Microsoft a choisi d'attaquer le cœur même du modèle économique de Google. Une stratégie plus risquée pour les deux géants.

Payer les sites pour les indexer, ou payer pour qu'ils se retirent d'un moteur de recherche concurrent. La stratégie explosive de Microsoft et News Corp est une attaque directe contre le cœur du modèle économique de Google.

En effet, le numéro un des moteurs de recherche, comme d'ailleurs ses concurrents, ne paye pas les sites Internet pour les indexer. "Tous les sites ont intérêt à figurer dans ses résultats, et ce gratuitement parce que Google draine un trafic phénoménal", explique à E24 Andrew Franck, analyste et vice-président chez Gartner.

La stratégie de Microsoft vise donc à réduire les marges mirifiques de Google (en 2008, le groupe a dégagé 29,7% de marge brute et plus de 19% de marge nette).

Le coût du trafic

En rémunérant les éditeurs, Microsoft pourrait en effet inciter Google à se montrer lui aussi plus généreux envers les sites d'info. Or, la rentabilité de Google dépend en grande partie du "coût d'acquisition du trafic", c'est-à-dire du pourcentage des recettes publicitaires qu'il reverse aux sites web partenaires.

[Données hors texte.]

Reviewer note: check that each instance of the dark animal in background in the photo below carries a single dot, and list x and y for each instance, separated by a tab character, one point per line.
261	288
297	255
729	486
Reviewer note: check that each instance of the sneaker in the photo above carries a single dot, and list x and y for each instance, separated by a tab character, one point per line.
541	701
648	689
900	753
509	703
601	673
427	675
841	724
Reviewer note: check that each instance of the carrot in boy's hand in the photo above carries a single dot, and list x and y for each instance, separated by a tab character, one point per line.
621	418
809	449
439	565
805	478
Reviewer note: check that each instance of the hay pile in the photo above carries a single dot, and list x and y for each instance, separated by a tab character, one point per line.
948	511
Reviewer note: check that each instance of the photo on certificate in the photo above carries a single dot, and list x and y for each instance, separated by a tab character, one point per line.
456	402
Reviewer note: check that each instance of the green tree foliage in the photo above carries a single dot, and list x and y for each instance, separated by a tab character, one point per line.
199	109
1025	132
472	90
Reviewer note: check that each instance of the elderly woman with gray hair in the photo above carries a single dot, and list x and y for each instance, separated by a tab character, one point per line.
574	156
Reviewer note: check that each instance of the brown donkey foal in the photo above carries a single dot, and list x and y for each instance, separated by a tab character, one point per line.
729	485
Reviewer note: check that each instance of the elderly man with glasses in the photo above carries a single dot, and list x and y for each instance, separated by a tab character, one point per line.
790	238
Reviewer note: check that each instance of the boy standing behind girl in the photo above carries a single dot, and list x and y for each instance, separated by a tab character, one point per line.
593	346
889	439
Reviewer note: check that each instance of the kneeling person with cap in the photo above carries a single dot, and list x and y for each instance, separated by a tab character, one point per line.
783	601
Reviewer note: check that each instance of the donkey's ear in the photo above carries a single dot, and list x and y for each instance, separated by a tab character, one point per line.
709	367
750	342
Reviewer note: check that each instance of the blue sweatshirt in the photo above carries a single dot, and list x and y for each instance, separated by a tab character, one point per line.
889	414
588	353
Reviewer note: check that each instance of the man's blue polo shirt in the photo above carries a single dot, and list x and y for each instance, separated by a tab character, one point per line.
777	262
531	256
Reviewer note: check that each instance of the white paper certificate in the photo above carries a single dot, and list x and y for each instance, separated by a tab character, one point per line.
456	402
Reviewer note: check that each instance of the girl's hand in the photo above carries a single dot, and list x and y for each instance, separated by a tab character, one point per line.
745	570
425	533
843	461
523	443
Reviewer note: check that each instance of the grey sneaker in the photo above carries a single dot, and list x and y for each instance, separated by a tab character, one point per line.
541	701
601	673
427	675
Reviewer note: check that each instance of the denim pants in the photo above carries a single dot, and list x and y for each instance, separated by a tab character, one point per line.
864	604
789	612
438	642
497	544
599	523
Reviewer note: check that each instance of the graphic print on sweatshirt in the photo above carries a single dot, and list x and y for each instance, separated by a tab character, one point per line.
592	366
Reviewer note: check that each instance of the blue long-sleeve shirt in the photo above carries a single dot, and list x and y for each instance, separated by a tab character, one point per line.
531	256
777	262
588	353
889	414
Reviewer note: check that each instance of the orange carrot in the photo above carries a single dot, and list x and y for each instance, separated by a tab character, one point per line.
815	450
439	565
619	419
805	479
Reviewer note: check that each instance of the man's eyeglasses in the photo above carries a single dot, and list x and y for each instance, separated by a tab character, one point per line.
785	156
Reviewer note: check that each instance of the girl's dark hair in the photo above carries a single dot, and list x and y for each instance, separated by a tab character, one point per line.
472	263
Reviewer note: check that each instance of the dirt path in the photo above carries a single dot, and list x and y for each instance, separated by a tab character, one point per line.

Ce coût représentait 5,9 milliards de dollars, soit 28% du chiffre d'affaires de Google en 2008. C'est environ deux fois plus que les dépenses de recherche et développement du groupe.

Inciter Google, en plus de ce partage des recettes, à rémunérer les sites pour les référencer, c'est détruire le modèle qui a fait la réussite du géant. L'efficacité de la stratégie de Microsoft dépendra du nombre d'éditeurs qui suivront l'exemple de News Corp… et du nombre d'internaute qui migreront vers Bing. Deux -très- grosses inconnues qui conditionneront le déclenchement de la guerre du référencement entre les deux moteurs de recherche.

L'exception Twitter

Un seul site a réussi dernièrement à faire payer Google et Microsoft pour donner accès à son contenu: Twitter. Le site de micro-blogging en temps réel dispose d'un contenu tellement exclusif -les twitts des abonnés- qu'il a réussi à monnayer son indexation aux géants que sont Google et Microsoft.

Mais ce qui fonctionne pour Twitter n'est pas forcément applicable aux sites d'informations, qui diffusent rarement du contenu aussi rare. Comme le souligne Techcrunch, "une info exclusive a une durée de vie de 30 secondes" sur Internet, à cause (ou grâce) aux liens, aux reprises, etc. Pas sûr, donc, que le barrage que veut construire Microsoft et Murdoch autour d'un hypothétique contenu exclusif soit très étanche.

Mauvais signal

Enfin, l'initiative de News Corp et de Microsoft "n'est peut-être pas un bon signal envoyé par le géant du logiciel", relève Mathieu Perona, doctorant à la Paris School of Economics et blogueur. "Malgré sa puissance financière, Microsoft n'attaque pas Google sur la qualité du moteur de recherche mais préfère plutôt payer pour retirer du contenu à son concurrent".

Comme si Microsoft manquait de confiance dans les capacités de Bing.